Compare to the last example of data- you will see that the old index is gone. Even better, the data above is in a x vs y format.

It is now easy to plot:

data.plot()
plt.show()


hubble3

Wages Data

And next, the wages data. This build on the previous example, and show you how to add your own headers, deal with tab separated files, and extract columns from the data:

 

Okay, a slightly (but only slightly) more complicated example.

Open up Wage Hours.ipynb notebook. We start as before, importing what we need, and reading the csv file, wages_hours.csv in this case.

import pandas as pd
import matplotlib.pyplot as plt
%pylab inline

data = pd.read_csv("wages_hours.csv")
data.head()

Same as before. We should just read the file, right? Instead, we get this:

HRS RATE ERSP ERNO NEIN ASSET AGE DEP RACE SCHOOL
0 2157\t2.905\t1121\t291\t380\t7250\t38.5\t2.340…
1 2174\t2.970\t1128\t301\t398\t7744\t39.3\t2.335…
2 2062\t2.350\t1214\t326\t185\t3068\t40.1\t2.851…
3 2111\t2.511\t1203\t49\t117\t1632\t22.4\t1.159\…
4 2134\t2.791\t1013\t594\t730\t12710\t57.7\t1.22…

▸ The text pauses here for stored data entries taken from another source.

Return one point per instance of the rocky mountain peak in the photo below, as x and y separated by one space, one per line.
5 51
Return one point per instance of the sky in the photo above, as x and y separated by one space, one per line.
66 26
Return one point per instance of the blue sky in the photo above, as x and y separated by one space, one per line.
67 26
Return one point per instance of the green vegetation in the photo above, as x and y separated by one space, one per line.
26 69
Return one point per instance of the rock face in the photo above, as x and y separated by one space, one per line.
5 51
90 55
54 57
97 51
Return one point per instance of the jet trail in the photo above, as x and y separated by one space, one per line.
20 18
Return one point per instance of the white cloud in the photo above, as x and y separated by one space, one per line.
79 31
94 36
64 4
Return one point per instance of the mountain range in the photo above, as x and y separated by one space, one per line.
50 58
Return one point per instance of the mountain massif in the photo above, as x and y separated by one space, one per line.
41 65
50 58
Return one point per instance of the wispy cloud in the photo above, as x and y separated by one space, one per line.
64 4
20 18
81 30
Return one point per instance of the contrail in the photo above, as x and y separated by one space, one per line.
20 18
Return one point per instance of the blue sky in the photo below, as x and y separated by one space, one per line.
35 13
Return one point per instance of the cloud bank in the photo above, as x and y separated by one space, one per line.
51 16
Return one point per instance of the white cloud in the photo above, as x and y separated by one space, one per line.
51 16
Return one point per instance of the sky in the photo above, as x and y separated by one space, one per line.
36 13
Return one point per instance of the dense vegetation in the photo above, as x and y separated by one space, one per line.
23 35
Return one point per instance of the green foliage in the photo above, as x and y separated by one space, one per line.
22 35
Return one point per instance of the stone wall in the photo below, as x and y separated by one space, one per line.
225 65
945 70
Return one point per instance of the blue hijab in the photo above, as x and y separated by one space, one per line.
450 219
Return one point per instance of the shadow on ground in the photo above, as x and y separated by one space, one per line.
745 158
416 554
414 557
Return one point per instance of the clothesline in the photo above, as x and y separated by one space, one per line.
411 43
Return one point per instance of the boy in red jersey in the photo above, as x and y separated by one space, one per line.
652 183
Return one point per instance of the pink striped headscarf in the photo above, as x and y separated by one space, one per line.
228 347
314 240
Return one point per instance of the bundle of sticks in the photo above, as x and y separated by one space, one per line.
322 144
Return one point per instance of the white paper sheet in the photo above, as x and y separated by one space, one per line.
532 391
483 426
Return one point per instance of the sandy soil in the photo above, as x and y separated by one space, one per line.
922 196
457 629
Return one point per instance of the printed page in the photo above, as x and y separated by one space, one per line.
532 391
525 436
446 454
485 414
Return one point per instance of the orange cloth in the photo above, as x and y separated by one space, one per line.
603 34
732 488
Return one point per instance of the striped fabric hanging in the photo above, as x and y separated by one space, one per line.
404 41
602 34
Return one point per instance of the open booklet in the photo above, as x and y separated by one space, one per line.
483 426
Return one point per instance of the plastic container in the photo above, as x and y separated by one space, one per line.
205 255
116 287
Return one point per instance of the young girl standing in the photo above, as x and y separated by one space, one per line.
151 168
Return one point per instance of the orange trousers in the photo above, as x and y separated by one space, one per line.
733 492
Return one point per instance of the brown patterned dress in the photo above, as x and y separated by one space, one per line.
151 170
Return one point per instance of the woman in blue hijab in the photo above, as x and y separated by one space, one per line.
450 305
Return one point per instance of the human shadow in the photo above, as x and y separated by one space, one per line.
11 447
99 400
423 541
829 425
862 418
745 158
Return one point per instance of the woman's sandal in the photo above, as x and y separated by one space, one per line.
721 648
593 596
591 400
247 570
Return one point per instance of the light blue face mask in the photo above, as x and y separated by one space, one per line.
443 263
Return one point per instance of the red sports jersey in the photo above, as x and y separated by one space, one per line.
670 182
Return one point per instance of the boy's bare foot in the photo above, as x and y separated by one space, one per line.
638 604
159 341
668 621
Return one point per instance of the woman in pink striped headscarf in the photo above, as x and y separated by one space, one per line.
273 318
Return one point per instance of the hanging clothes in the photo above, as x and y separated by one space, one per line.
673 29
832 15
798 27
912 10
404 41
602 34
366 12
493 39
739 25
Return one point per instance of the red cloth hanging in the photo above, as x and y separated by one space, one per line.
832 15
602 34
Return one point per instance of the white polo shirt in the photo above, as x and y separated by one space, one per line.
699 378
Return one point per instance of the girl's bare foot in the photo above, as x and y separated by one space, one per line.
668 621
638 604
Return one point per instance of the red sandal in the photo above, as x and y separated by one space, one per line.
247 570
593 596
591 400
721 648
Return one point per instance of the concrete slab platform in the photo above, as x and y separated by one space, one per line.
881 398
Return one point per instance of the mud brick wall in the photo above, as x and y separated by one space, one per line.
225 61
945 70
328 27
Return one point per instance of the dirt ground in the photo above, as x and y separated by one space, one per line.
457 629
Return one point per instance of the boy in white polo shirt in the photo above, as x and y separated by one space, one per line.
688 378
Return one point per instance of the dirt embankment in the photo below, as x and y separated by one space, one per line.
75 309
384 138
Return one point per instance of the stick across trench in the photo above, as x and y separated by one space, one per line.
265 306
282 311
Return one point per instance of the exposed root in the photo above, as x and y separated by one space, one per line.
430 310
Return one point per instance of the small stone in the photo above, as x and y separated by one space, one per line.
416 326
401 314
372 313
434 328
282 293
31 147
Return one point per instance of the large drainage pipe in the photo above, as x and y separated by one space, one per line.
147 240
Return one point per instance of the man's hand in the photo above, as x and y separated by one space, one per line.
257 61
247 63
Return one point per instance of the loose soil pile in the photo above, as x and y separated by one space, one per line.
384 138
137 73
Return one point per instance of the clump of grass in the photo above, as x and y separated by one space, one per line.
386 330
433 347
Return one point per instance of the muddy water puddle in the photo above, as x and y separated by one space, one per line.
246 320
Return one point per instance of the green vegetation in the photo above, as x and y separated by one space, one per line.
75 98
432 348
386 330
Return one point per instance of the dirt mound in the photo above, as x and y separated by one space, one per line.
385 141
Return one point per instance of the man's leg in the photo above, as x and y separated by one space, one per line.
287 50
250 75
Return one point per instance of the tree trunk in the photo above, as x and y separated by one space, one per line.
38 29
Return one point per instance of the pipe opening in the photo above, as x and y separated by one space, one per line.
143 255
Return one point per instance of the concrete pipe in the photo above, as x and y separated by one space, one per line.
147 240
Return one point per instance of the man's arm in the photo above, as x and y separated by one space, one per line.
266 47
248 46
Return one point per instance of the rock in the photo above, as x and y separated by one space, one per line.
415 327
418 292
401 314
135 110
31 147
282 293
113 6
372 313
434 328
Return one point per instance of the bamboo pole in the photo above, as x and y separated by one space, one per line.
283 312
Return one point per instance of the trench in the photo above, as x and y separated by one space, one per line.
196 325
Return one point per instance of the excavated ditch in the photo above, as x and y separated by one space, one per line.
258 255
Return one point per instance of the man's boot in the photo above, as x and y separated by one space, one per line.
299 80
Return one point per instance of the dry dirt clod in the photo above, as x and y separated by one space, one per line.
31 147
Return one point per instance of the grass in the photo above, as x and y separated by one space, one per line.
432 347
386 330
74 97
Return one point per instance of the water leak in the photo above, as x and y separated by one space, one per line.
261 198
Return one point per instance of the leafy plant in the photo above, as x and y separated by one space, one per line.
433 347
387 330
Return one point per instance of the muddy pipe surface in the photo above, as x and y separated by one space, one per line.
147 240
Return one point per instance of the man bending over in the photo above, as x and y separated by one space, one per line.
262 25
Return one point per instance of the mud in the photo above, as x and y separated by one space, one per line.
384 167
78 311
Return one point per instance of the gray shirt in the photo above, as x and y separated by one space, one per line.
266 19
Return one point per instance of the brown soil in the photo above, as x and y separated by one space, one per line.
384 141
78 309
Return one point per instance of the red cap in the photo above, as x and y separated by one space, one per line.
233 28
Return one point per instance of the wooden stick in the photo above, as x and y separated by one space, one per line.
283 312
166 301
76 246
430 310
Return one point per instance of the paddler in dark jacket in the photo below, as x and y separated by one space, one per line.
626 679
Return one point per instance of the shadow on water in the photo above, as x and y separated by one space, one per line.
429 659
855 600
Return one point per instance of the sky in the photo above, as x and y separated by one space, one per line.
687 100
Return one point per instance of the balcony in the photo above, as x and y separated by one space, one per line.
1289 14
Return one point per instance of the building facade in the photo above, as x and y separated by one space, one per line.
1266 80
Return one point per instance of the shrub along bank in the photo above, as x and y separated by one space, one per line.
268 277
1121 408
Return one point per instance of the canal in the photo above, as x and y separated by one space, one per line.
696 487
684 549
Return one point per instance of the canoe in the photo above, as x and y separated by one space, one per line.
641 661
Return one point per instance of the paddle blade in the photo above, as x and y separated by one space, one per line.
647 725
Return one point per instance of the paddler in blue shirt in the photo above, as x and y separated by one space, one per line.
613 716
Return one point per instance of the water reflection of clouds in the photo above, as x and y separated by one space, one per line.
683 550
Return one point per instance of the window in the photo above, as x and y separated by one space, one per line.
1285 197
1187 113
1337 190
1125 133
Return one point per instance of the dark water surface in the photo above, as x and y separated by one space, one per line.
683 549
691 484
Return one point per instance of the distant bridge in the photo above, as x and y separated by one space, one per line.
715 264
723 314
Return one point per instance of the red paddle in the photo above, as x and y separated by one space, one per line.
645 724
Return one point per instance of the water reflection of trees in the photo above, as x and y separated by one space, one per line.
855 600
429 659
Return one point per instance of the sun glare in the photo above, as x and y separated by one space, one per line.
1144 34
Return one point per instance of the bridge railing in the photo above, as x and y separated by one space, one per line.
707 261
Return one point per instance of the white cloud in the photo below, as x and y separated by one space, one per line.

That looks…messy. Not to mention, it doesn’t look our file at all.

What happened?

Csv doesn’t mean just commas

As Eren Yeager from the Attack on Titan keeps telling us (in his irritating voice), the world is a cruel place.

Even though the name is Comma Separated Values, they can be separated by anything. Including tabs.

The \t in the text above means tabs. Pandas couldn’t parse the file, as it was expecting commas, not tabs.

We’ll read the file again, this time passing in a new variable sep = ‘\t’, which tells Pandas the separator is tabs, not commas.

data = pd.read_csv("wages_hours.csv", sep = "\t")
data.head()
HRS RATE ERSP ERNO NEIN ASSET AGE DEP RACE SCHOOL
0 2157 2.905 1121 291 380 7250 38.5 2.340 32.1 10.5
1 2174 2.970 1128 301 398 7744 39.3 2.335 31.2 10.5
2 2062 2.350 1214 326 185 3068 40.1 2.851 * 8.9
3 2111 2.511 1203 49 117 1632 22.4 1.159 27.5 11.5
4 2134 2.791 1013 594 730 12710 57.7 1.229 32.5 8.8

That worked.

But there is a lot of data up there. Do we need all of it?

For this project, we will only look at age vs rate (salary). The first thing we need to do is extract those two fields from the dataframe.

data2 = data[["AGE", "RATE"]]
data2.head()
AGE RATE
0 38.5 2.905
1 39.3 2.970
2 40.1 2.350
3 22.4 2.511
4 57.7 2.791

Okay, to properly graph this, age needs to be in order. Currently, it jumps all over the place. We need it in ascending or descending order.

We’ll go for ascending (which is the default behaviour of the sort() function).

data_sorted = data2.sort_values(["AGE"])
data_sorted.head()

Like last time, we now need to reset the index to age, so we can more easily graph the code:

data_sorted.set_index("AGE", inplace=True)
data_sorted.head()
RATE
AGE
22.4 2.511
37.2 3.015
37.4 1.901
37.5 1.899
37.5 3.009

And we plot it:

data_sorted.plot()
plt.show()


wage1

Of course, this is not a general observation. Only a limited conclusion we can draw from this dataset.